7 - this option is not enabled by default right ? i don’t need the relay as I can have a direct connection with my server. right ?
ps : I have a letsencrypt certificate that works correctly when I want to connect to DSM from external or internal using my https://XXX.tk address. I don’t know if it could be used to access correctly to plex server in https so that firefox don’t cry about the certificate that is not valid.
I think that even if certificate is not valid, transmission is still encrypted but I’m not sure.
Open the server using http://192.168.x.x:32400/web
Plex will load the Plex/web app (read only) using HTTP
Plex/web will then, call back to the server using HTTPS.
You will see the green dot with the lock symbol next to the server’s name which confirms Plex/Web is HTTPS
Thanks.
Using plex.tv website or http://my domain.tk:xxx, I have the green lock next the name of my plex server name.
Using internal Ip, I have not green lock but I don’t care as all my stream are internal.
When I’m using http://my domain.tk:xxx and green lock is activated it means that connection to my plex server is securized.

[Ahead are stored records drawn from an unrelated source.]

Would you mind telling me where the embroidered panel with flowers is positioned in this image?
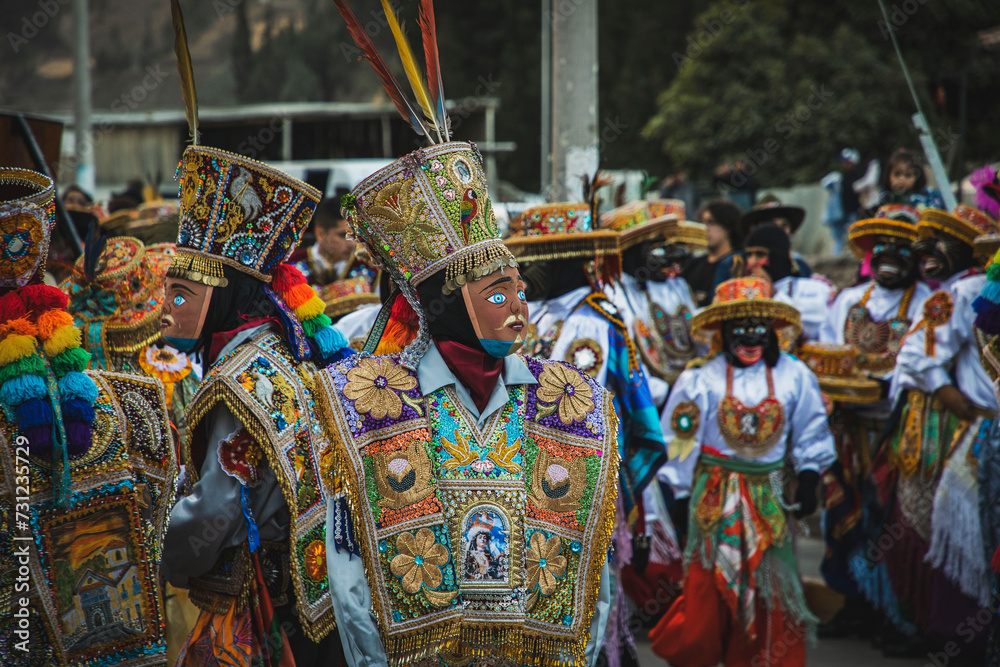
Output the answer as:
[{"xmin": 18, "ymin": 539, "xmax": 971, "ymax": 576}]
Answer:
[
  {"xmin": 316, "ymin": 355, "xmax": 618, "ymax": 665},
  {"xmin": 184, "ymin": 330, "xmax": 340, "ymax": 641}
]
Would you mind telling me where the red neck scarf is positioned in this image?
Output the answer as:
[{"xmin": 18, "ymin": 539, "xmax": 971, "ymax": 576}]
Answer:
[{"xmin": 434, "ymin": 340, "xmax": 503, "ymax": 413}]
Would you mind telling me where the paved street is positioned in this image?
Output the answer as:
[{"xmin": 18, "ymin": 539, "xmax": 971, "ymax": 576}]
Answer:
[{"xmin": 636, "ymin": 538, "xmax": 938, "ymax": 667}]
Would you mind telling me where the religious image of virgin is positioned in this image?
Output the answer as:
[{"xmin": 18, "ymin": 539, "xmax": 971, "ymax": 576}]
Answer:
[{"xmin": 465, "ymin": 528, "xmax": 507, "ymax": 581}]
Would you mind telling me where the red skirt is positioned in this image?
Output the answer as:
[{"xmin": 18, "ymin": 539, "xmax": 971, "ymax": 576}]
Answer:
[{"xmin": 649, "ymin": 558, "xmax": 806, "ymax": 667}]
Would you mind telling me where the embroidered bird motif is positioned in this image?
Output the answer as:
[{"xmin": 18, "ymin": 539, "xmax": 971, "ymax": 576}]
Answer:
[
  {"xmin": 486, "ymin": 433, "xmax": 521, "ymax": 474},
  {"xmin": 441, "ymin": 432, "xmax": 480, "ymax": 470},
  {"xmin": 460, "ymin": 188, "xmax": 479, "ymax": 243}
]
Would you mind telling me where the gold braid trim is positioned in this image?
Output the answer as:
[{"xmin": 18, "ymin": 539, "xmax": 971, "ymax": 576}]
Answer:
[
  {"xmin": 184, "ymin": 340, "xmax": 337, "ymax": 643},
  {"xmin": 167, "ymin": 248, "xmax": 234, "ymax": 287},
  {"xmin": 314, "ymin": 371, "xmax": 620, "ymax": 667},
  {"xmin": 507, "ymin": 230, "xmax": 621, "ymax": 262}
]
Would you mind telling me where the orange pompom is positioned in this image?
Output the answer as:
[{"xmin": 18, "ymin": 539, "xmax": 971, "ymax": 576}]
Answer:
[
  {"xmin": 38, "ymin": 309, "xmax": 74, "ymax": 340},
  {"xmin": 271, "ymin": 264, "xmax": 306, "ymax": 292},
  {"xmin": 279, "ymin": 283, "xmax": 316, "ymax": 310},
  {"xmin": 0, "ymin": 317, "xmax": 38, "ymax": 338}
]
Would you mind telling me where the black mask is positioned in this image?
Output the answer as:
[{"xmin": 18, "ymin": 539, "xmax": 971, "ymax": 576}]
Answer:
[
  {"xmin": 743, "ymin": 222, "xmax": 792, "ymax": 282},
  {"xmin": 722, "ymin": 317, "xmax": 781, "ymax": 368},
  {"xmin": 913, "ymin": 233, "xmax": 975, "ymax": 280},
  {"xmin": 871, "ymin": 238, "xmax": 917, "ymax": 289},
  {"xmin": 622, "ymin": 239, "xmax": 691, "ymax": 288}
]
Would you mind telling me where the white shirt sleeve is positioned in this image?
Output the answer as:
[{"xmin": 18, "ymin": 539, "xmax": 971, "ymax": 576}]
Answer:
[
  {"xmin": 326, "ymin": 500, "xmax": 389, "ymax": 667},
  {"xmin": 782, "ymin": 357, "xmax": 837, "ymax": 473},
  {"xmin": 891, "ymin": 290, "xmax": 956, "ymax": 400},
  {"xmin": 657, "ymin": 369, "xmax": 715, "ymax": 498}
]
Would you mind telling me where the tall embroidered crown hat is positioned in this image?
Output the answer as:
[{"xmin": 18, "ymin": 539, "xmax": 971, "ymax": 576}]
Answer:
[
  {"xmin": 507, "ymin": 202, "xmax": 621, "ymax": 267},
  {"xmin": 917, "ymin": 204, "xmax": 997, "ymax": 246},
  {"xmin": 316, "ymin": 0, "xmax": 618, "ymax": 666},
  {"xmin": 691, "ymin": 278, "xmax": 802, "ymax": 332},
  {"xmin": 0, "ymin": 169, "xmax": 56, "ymax": 291},
  {"xmin": 601, "ymin": 199, "xmax": 708, "ymax": 251},
  {"xmin": 847, "ymin": 204, "xmax": 920, "ymax": 258}
]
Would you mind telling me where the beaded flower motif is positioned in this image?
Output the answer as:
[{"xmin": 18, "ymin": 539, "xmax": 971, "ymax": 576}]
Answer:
[
  {"xmin": 389, "ymin": 528, "xmax": 449, "ymax": 594},
  {"xmin": 344, "ymin": 357, "xmax": 417, "ymax": 419},
  {"xmin": 535, "ymin": 364, "xmax": 594, "ymax": 426},
  {"xmin": 525, "ymin": 531, "xmax": 566, "ymax": 595}
]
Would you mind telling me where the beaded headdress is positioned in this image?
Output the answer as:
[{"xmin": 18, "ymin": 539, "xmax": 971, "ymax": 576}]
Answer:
[
  {"xmin": 316, "ymin": 276, "xmax": 380, "ymax": 320},
  {"xmin": 170, "ymin": 146, "xmax": 320, "ymax": 286},
  {"xmin": 64, "ymin": 236, "xmax": 174, "ymax": 370},
  {"xmin": 601, "ymin": 199, "xmax": 708, "ymax": 250},
  {"xmin": 0, "ymin": 169, "xmax": 97, "ymax": 494},
  {"xmin": 342, "ymin": 141, "xmax": 517, "ymax": 293},
  {"xmin": 691, "ymin": 278, "xmax": 802, "ymax": 333},
  {"xmin": 0, "ymin": 169, "xmax": 56, "ymax": 291},
  {"xmin": 507, "ymin": 202, "xmax": 619, "ymax": 266},
  {"xmin": 167, "ymin": 0, "xmax": 343, "ymax": 363},
  {"xmin": 917, "ymin": 204, "xmax": 997, "ymax": 246},
  {"xmin": 847, "ymin": 204, "xmax": 920, "ymax": 258},
  {"xmin": 798, "ymin": 343, "xmax": 882, "ymax": 404}
]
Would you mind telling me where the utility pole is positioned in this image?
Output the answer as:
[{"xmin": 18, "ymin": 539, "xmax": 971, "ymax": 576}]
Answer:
[
  {"xmin": 542, "ymin": 0, "xmax": 599, "ymax": 201},
  {"xmin": 73, "ymin": 0, "xmax": 96, "ymax": 195}
]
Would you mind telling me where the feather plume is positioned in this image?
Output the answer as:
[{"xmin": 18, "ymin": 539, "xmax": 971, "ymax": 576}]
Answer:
[
  {"xmin": 382, "ymin": 0, "xmax": 444, "ymax": 141},
  {"xmin": 170, "ymin": 0, "xmax": 198, "ymax": 146},
  {"xmin": 333, "ymin": 0, "xmax": 427, "ymax": 136},
  {"xmin": 417, "ymin": 0, "xmax": 451, "ymax": 141}
]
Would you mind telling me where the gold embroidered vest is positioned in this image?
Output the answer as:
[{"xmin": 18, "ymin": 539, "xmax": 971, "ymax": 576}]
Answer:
[
  {"xmin": 0, "ymin": 371, "xmax": 177, "ymax": 667},
  {"xmin": 316, "ymin": 356, "xmax": 618, "ymax": 665}
]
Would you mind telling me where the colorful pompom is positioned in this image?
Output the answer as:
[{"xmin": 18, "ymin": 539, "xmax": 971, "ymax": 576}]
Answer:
[
  {"xmin": 271, "ymin": 264, "xmax": 306, "ymax": 292},
  {"xmin": 0, "ymin": 317, "xmax": 38, "ymax": 338},
  {"xmin": 302, "ymin": 313, "xmax": 333, "ymax": 338},
  {"xmin": 65, "ymin": 422, "xmax": 93, "ymax": 459},
  {"xmin": 0, "ymin": 375, "xmax": 48, "ymax": 407},
  {"xmin": 42, "ymin": 325, "xmax": 82, "ymax": 357},
  {"xmin": 59, "ymin": 371, "xmax": 97, "ymax": 405},
  {"xmin": 313, "ymin": 327, "xmax": 350, "ymax": 358},
  {"xmin": 17, "ymin": 285, "xmax": 69, "ymax": 317},
  {"xmin": 14, "ymin": 398, "xmax": 52, "ymax": 429},
  {"xmin": 38, "ymin": 310, "xmax": 74, "ymax": 341},
  {"xmin": 280, "ymin": 284, "xmax": 316, "ymax": 310},
  {"xmin": 0, "ymin": 332, "xmax": 39, "ymax": 366},
  {"xmin": 49, "ymin": 347, "xmax": 90, "ymax": 377}
]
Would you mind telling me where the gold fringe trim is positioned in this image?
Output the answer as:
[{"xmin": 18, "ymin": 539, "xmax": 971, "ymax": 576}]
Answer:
[
  {"xmin": 917, "ymin": 208, "xmax": 979, "ymax": 247},
  {"xmin": 691, "ymin": 299, "xmax": 802, "ymax": 338},
  {"xmin": 167, "ymin": 248, "xmax": 233, "ymax": 287},
  {"xmin": 847, "ymin": 218, "xmax": 917, "ymax": 259},
  {"xmin": 184, "ymin": 340, "xmax": 337, "ymax": 642},
  {"xmin": 506, "ymin": 230, "xmax": 621, "ymax": 262}
]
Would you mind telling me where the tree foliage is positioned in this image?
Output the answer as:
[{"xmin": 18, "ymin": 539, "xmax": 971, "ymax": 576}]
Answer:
[{"xmin": 643, "ymin": 0, "xmax": 1000, "ymax": 185}]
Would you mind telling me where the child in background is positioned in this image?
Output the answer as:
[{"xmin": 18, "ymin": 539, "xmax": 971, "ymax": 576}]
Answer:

But as website is not https then am I true when I say that all the website content that I’m currently seeing can be seen (caught) by someone on internet. Right ?
For instance a company that want to analyze what are the top 10 films that are seen by plex users.
So what is really securized ? The access to the data of my nas and only this? When I see a film is the data stream of the film encrypted ? Maybe not…
YES – When green lock, you have secure communication.
The entire communication session is secure & encrypted. Nobody can read anything which is sent or received.
This is the purpose of HTTPS. It is 100% private.
very sorry not to understand but as the web site is only http:// the content itself of the webpage is not protected, right ?
http is only used to load the plex/web app from PMS
The first thing it does is switch to https (secure) because it has a valid certificate embedded in it.
Everything is secure – unless you disable it.
I can see the switch to https on the browser adresse tab ? because for me except the green lock, browser is kept in “http” without switch.
This topic was automatically closed 90 days after the last reply. New replies are no longer allowed.